PHILADELPHIA — Leaders of a group organizing more than 1,000 delegates loyal to Bernie Sanders would not rule out disrupting the speeches of Hillary Clinton and her vice presidential pick, Tim Kaine inside the Democratic convention hall.
Norman Solomon, national coordinator for the Bernie Delegates Network, said that a recent straw poll of his organization found 55% of Sanders delegates would be willing to “participate in non-violent protest” during Kaine’s acceptance address. Even more people, 58%, said they’d be willing to protest during Clinton’s speech.
Solomon hedged when asked if there actually would be protests, saying that he didn't know what would happen and was not involved in planning anything.
The polling — which relied on voluntary responses and was not scientific — could show that many Sanders delegates are still not prepared to unify behind the Democratic nominee.

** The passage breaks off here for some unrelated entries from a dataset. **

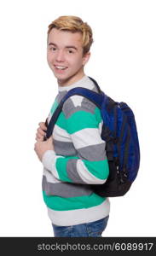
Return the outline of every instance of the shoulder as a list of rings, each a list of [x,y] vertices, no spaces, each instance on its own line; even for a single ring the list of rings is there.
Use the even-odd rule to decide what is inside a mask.
[[[74,95],[65,102],[62,111],[66,118],[69,118],[73,113],[78,111],[84,111],[94,114],[95,108],[95,104],[87,98]]]

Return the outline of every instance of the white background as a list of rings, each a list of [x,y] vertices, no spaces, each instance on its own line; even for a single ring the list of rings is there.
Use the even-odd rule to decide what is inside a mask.
[[[156,1],[3,1],[0,3],[0,236],[53,236],[34,152],[38,125],[57,93],[46,61],[48,25],[80,16],[95,42],[85,73],[134,110],[141,145],[137,178],[110,199],[103,236],[156,235]]]

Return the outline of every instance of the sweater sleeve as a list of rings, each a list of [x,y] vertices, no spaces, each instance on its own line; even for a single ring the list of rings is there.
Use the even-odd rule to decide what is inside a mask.
[[[80,100],[82,96],[78,97]],[[42,159],[43,165],[62,182],[104,183],[109,168],[106,143],[101,137],[99,129],[101,125],[100,110],[93,103],[75,107],[71,102],[72,99],[65,102],[63,114],[66,131],[70,134],[77,156],[61,156],[53,150],[47,150]]]

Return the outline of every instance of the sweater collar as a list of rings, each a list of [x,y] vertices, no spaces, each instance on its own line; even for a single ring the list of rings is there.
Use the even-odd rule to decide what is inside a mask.
[[[76,83],[68,85],[68,86],[59,86],[58,90],[61,91],[68,91],[69,90],[76,87],[84,87],[90,90],[92,90],[94,87],[94,83],[89,79],[88,76],[84,75],[80,80],[77,81]]]

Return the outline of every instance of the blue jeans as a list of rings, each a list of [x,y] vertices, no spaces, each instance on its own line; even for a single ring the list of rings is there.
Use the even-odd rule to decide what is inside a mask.
[[[101,219],[72,226],[57,226],[52,224],[55,237],[102,237],[109,216]]]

"We're not giving directions or directives, we're serving," Solomon said when asked about protests, adding later that "this is not going to be a process of the troops taking orders."
On Monday, Sanders supporters protested in the streets and in the convention hall — even interrupting keynote speaker Sen. Elizabeth Warren, who endorsed Clinton, with chants of "we trusted you!" The unrest — stoked by leaked emails showing DNC party officials talking about working against the Sanders campaign — led to Sanders texting delegates on Monday and calling for them to not disrupt the convention floor.
Teva Gabis-Levine, a delegate from New Mexico, said he received that message and intentionally did not forward it to the rest of his state delegation. And though he said he wasn’t aware of any organized protests as of Tuesday morning, he did not rule them out.
“I am looking the other way,” he said.
Meanwhile, Donna Smith — executive director of Progressive Democrats of America — said her organization attempted to fill out the proper paperwork to formally put an alternate vice presidential candidate up for a convention floor vote, but was thwarted after “a wild goose chase” led to “barriers to getting the information we need” from the party.
“Very frustrating, very frustrating to be thwarted by the DNC at that point,” she added.